Unfortunately, there are no established data to support 223Ra use
in combination with other agents. Additional studies that combine
223Ra with docetaxel, abiraterone, or enzalutamide are ongoing.
Denosumab and zoledronic acid may not compete with 223Ra for
uptake in the bone and therefore may be used concomitantly [12-14].
Further studies could evaluate the efficacy of 223Ra in patients
with bone metastases from other tumor types and trials evaluating
breast, thyroid and renal cancers metastatic to bone are ongoing.
Recently, Takalkar et al. [15] reported a case of breast cancer with
bone metastases and without visceral metastases who underwent
surgery, chemotherapy, radiation and hormonal therapy, but still had
extensive symptomatic secondary bone disease. She received 223Ra,
reporting an excellent response with significant pain relief and tumor
markers decrease. Follow-up 18F-fluorodeoxyglucose (18F-FDG)

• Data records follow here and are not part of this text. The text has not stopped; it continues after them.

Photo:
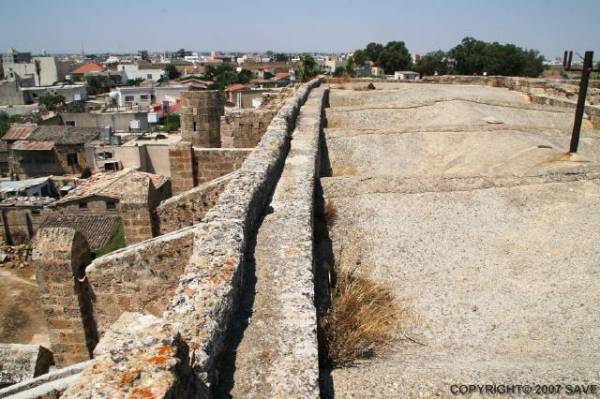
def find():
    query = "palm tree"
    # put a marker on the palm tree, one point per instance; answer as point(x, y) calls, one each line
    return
point(307, 68)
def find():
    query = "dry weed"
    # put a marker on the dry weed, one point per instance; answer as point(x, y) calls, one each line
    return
point(362, 321)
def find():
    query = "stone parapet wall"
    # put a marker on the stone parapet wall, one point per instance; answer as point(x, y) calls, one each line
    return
point(60, 256)
point(558, 93)
point(140, 278)
point(22, 362)
point(50, 385)
point(188, 208)
point(211, 163)
point(181, 165)
point(198, 315)
point(244, 128)
point(283, 328)
point(200, 117)
point(138, 211)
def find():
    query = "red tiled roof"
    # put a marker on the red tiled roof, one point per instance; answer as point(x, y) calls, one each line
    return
point(18, 132)
point(22, 145)
point(113, 185)
point(87, 68)
point(235, 87)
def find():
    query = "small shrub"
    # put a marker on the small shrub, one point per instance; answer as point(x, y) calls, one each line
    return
point(116, 242)
point(330, 212)
point(362, 321)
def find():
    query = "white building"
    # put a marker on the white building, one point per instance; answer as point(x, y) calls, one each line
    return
point(44, 70)
point(71, 92)
point(141, 97)
point(406, 75)
point(132, 72)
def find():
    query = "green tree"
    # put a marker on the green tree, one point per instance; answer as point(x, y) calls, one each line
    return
point(339, 71)
point(373, 51)
point(223, 75)
point(430, 63)
point(280, 57)
point(350, 66)
point(134, 82)
point(468, 56)
point(98, 84)
point(307, 68)
point(171, 72)
point(244, 76)
point(170, 123)
point(360, 57)
point(51, 101)
point(394, 57)
point(473, 56)
point(4, 123)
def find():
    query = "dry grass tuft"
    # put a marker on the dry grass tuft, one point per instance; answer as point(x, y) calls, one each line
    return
point(363, 319)
point(345, 170)
point(330, 212)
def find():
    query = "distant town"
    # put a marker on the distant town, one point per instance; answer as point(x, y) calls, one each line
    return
point(184, 224)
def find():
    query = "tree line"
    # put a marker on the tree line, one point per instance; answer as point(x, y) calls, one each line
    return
point(469, 57)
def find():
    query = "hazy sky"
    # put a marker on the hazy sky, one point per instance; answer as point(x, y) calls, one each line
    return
point(550, 26)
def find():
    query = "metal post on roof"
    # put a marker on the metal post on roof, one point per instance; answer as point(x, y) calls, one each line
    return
point(570, 59)
point(583, 83)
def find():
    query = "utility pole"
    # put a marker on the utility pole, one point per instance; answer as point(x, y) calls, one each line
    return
point(585, 77)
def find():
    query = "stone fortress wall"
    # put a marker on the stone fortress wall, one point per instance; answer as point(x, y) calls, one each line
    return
point(557, 93)
point(165, 341)
point(185, 282)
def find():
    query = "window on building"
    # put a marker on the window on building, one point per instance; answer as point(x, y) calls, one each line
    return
point(72, 159)
point(111, 166)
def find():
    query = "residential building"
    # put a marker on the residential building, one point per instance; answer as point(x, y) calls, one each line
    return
point(406, 75)
point(102, 192)
point(148, 153)
point(120, 120)
point(71, 92)
point(133, 71)
point(133, 96)
point(45, 71)
point(81, 71)
point(35, 151)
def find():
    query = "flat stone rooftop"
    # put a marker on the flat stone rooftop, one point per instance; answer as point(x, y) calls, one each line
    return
point(462, 200)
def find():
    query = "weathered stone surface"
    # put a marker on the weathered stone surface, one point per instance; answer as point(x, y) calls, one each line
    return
point(138, 278)
point(181, 164)
point(138, 211)
point(281, 336)
point(189, 207)
point(21, 362)
point(484, 232)
point(200, 117)
point(199, 314)
point(47, 386)
point(212, 163)
point(60, 256)
point(139, 357)
point(245, 128)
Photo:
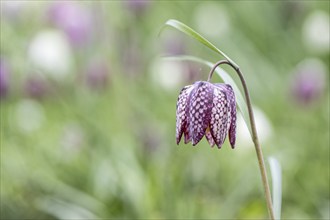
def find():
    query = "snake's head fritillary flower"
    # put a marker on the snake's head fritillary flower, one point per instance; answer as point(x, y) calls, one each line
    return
point(206, 109)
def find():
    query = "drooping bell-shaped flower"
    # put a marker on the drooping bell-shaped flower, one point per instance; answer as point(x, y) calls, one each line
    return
point(206, 109)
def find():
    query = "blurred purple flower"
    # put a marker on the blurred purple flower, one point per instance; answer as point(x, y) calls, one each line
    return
point(97, 75)
point(206, 109)
point(4, 78)
point(138, 7)
point(308, 82)
point(73, 19)
point(36, 87)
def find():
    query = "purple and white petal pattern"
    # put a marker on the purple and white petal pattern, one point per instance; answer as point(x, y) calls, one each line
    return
point(181, 116)
point(232, 104)
point(200, 108)
point(209, 137)
point(206, 109)
point(219, 117)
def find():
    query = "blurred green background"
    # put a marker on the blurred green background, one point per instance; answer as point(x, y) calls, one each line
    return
point(88, 109)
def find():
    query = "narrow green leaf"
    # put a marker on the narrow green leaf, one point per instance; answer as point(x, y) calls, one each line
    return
point(275, 170)
point(227, 79)
point(192, 33)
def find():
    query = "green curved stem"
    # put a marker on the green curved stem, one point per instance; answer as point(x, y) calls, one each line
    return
point(254, 135)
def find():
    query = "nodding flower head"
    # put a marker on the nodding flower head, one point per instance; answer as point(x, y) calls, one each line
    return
point(206, 109)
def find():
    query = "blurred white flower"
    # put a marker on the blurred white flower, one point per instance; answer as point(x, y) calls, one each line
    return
point(168, 74)
point(50, 51)
point(264, 129)
point(211, 19)
point(29, 115)
point(316, 31)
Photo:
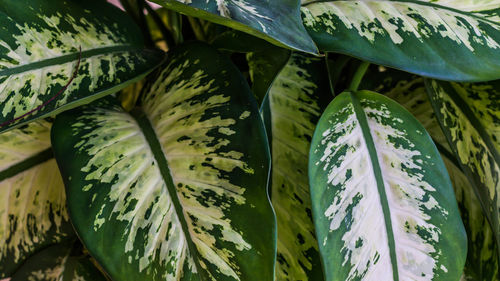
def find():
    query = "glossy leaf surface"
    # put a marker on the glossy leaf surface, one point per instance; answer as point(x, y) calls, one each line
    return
point(57, 263)
point(278, 22)
point(32, 200)
point(470, 117)
point(264, 67)
point(181, 182)
point(91, 47)
point(381, 195)
point(294, 104)
point(409, 91)
point(449, 40)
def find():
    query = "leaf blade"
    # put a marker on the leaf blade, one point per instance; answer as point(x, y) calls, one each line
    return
point(347, 211)
point(33, 210)
point(414, 36)
point(195, 117)
point(277, 21)
point(40, 51)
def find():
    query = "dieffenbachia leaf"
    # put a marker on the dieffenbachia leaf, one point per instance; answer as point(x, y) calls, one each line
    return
point(32, 200)
point(177, 189)
point(263, 67)
point(383, 204)
point(482, 255)
point(90, 46)
point(278, 22)
point(293, 106)
point(449, 40)
point(470, 117)
point(409, 91)
point(58, 262)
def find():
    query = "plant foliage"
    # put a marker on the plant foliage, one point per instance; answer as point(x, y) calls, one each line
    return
point(249, 140)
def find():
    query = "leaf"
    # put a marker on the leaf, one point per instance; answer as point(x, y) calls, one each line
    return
point(275, 21)
point(469, 115)
point(58, 263)
point(482, 256)
point(40, 54)
point(448, 40)
point(33, 204)
point(240, 42)
point(177, 190)
point(264, 67)
point(381, 195)
point(409, 90)
point(293, 106)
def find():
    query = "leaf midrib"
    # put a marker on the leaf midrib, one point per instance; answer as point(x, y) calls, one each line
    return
point(27, 164)
point(151, 137)
point(429, 4)
point(377, 170)
point(67, 58)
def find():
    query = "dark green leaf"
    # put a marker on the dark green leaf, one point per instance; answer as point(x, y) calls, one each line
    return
point(449, 40)
point(33, 204)
point(383, 204)
point(275, 21)
point(177, 190)
point(292, 108)
point(40, 43)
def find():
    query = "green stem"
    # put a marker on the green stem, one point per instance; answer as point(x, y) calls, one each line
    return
point(334, 69)
point(143, 24)
point(167, 36)
point(358, 76)
point(197, 29)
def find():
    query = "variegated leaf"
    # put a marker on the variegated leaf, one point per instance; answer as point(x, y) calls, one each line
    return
point(445, 39)
point(177, 190)
point(32, 201)
point(278, 22)
point(383, 203)
point(264, 67)
point(470, 117)
point(482, 255)
point(60, 262)
point(92, 47)
point(409, 90)
point(293, 106)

Positron Emission Tomography/Computed Tomography (PET/CT)
and 18F-sodium fluoride bone PET/CT scans confirmed improvement
in the lesions.
PET/CT imaging (with choline or other radiotracers) can have
an important impact on the management of mCRPC. Recently,
Ahmadzadehfar H et al. [16] retrospectively evaluated the utility of
68Ga-PSMA-11 PET for the management of 223Ra therapy in patients
affected by metastatic prostate cancer. They observed a significant
correlation between the PSA changes and the therapeutic response
according to follow-up PSMA-PET. They concluded that, considering
PSMA-PET as the gatekeeper, radionuclide therapy with 223Ra may be
more effective and have more success regarding changes in the PSA.
These new imaging modalities could certainly lead to more tailored
and personalized therapy, especially in the set of patients with reduced
PSA levels but with progression of disease on imaging. Namely, these
patients may be conducted to a second line of systemic therapy, to
radiotherapy on the non-responding lesions, or even to 223Ra therapy.